SpaceX Prepares for Next Falcon 9 Launch on May 4 

The next rocket launch is will be very, very early.

by Kastalia Medrano
Getty Images

It’s been a pretty solid year for SpaceX thus far, what with all the successful launches and landings and inflatable-room delivering. Now, the company prepares to send its Falcon 9 rocket into orbit yet another time.

SpaceX representative Philip Larson confirmed to Inverse that the launch will take place May 4, in a two-hour window beginning at 1:22 a.m. EST. Neither SpaceX nor the Air Force was previously able to confirm the official launch date, which was rumored to be May 3.

SpaceX will reportedly attempt to land the first stage of the rocket on a barge — dubbed the “droneship” — in the ocean, similar to the historic landing on April 8, which was the first successful landing.

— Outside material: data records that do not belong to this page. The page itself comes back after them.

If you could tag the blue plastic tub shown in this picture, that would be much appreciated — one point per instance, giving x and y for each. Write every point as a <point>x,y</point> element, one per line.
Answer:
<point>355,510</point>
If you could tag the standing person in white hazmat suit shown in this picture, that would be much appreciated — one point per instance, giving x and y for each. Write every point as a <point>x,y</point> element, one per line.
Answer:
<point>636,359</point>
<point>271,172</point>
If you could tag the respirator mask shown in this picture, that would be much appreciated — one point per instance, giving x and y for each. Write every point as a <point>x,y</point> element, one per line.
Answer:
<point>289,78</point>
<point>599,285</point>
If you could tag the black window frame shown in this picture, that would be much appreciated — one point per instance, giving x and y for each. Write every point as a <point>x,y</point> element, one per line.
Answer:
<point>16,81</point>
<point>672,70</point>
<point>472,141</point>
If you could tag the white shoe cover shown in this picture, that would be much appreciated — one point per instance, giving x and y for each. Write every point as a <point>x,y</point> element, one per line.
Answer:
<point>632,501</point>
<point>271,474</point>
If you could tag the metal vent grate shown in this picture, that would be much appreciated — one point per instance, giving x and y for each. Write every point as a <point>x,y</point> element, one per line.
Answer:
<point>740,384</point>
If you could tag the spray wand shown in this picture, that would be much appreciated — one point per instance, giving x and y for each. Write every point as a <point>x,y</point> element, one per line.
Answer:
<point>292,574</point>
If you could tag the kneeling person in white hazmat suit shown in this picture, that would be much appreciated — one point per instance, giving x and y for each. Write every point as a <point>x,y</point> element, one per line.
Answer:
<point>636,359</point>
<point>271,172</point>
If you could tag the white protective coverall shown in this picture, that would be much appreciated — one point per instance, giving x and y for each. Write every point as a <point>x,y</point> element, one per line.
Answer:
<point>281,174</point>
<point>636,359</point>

The purpose of the launch will be to put a Japanese communications satellite into orbit, according to the Florida Times. The satellite, JCSAT-14, is designed to provide telecommunications services to the Asia-Pacific region for approximately the next 15 years.

SpaceX has had its work cut out for it keeping up with rival Blue Origin, which has also had a banner few months in terms of successful launches and landings.

It’s a pretty tight race between Elon Musk’s SpaceX and Jeff Bezos’s Blue Origin, and accordingly there has been much Twitter beef between the two CEOs. The other big name in private spaceflight is still Virgin Galactic, but it’s been a bit less showy lately than the other two. SpaceX tends to have the biggest successes — and NASA contracts — but has also seen some spectacular crashes. Meanwhile Blue Origin is steadily working toward taking people to sub-orbital space by 2018 and developing its BE-4 engine, which will end the United States’s reliance on Russian-made engines.

If successful, this upcoming launch would go a long way toward proving that SpaceX’s methods are reliable and duplicable, and that the April 8 landing was no fluke.